Not only is the film beautifully done, written by Dave Mullins and Sean Ono Lennon, produced by ElectroLeague in partnership with Lenono Music, Brad Booker and Shopie Cherry and with music by Thomas Newman, it touches the heart of anyone who knows that the war can end, if we want it to end. The message is not that there can be peaceful moments during a war, that you can trust a little pigeon or that the cute animation is just a charm to distract us. No… The story goes beyond that. It shows the humanity of those who are forced to wage war while the true powerful ones are in their offices just writing notes, condemning innocent people, like the pigeon and others, to lose their lives in the field, those who do not deserve that fate in the name of futile things that only it benefits those in suits and ties. And an evident reminder that the ones who started the wars are the ones who can end it and do so to understand it that it should never start ever again.

The film keeps John and Yoko’s desire for peace alive, it warms our hopes that we can fight together but for other purposes, positive ones, those of equality, those of conscience for the lives of others, those that together, can do more than just regret that something bad is happening that shouldn’t be. It shouldn’t, and our voices are powerful in unison.
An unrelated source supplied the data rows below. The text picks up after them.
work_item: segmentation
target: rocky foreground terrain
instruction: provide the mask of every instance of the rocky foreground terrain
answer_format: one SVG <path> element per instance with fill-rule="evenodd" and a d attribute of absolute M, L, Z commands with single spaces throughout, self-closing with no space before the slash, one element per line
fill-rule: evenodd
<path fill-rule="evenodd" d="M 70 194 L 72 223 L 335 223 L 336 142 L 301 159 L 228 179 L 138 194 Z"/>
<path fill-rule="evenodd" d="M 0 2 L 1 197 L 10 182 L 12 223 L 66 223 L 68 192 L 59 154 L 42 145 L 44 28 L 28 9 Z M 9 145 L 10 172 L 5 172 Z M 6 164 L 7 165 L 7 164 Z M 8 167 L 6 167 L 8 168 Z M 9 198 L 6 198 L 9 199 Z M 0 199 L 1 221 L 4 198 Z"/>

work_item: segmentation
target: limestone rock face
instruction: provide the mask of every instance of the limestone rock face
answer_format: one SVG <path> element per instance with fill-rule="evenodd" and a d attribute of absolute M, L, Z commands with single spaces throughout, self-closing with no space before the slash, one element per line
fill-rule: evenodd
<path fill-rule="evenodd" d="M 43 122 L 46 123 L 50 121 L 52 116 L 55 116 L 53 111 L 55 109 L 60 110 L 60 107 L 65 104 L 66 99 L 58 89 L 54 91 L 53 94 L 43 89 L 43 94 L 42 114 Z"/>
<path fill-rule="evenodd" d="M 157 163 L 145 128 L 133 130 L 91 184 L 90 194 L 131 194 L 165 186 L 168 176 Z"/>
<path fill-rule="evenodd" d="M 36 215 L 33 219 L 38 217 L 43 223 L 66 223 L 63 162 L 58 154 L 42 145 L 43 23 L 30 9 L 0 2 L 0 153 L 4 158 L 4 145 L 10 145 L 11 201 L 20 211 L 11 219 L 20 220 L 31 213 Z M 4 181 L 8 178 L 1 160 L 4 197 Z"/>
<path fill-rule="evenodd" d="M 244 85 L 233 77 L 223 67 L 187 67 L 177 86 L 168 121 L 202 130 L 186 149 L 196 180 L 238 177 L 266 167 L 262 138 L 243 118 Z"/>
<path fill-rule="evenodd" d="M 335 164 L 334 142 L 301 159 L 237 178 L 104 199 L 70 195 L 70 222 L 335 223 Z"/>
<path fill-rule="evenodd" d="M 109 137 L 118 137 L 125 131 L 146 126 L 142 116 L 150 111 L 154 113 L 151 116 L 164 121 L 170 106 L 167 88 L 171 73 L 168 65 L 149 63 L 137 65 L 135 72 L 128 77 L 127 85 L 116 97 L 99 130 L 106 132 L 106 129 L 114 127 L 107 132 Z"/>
WAR IS OVER: Inspired By The Music Of John & Yoko deserves the acclaim as a form of protest for peace and love for the cause that John and Yoko shouted for in times when few did so. It is art using its power to unite us.

Now, especially after winning the Oscar for Best Short Animation in 2024, we hope the film will soon be available on streaming platforms all over the world, reaching the people who share the same minds and turning it into a universal message just like John and Yoko did when their campaign first started. As you can imagine, we still dream the same dream, together.

“Eat peace, drink peace, sleep peace, live peace.” ㅡ John Lennon.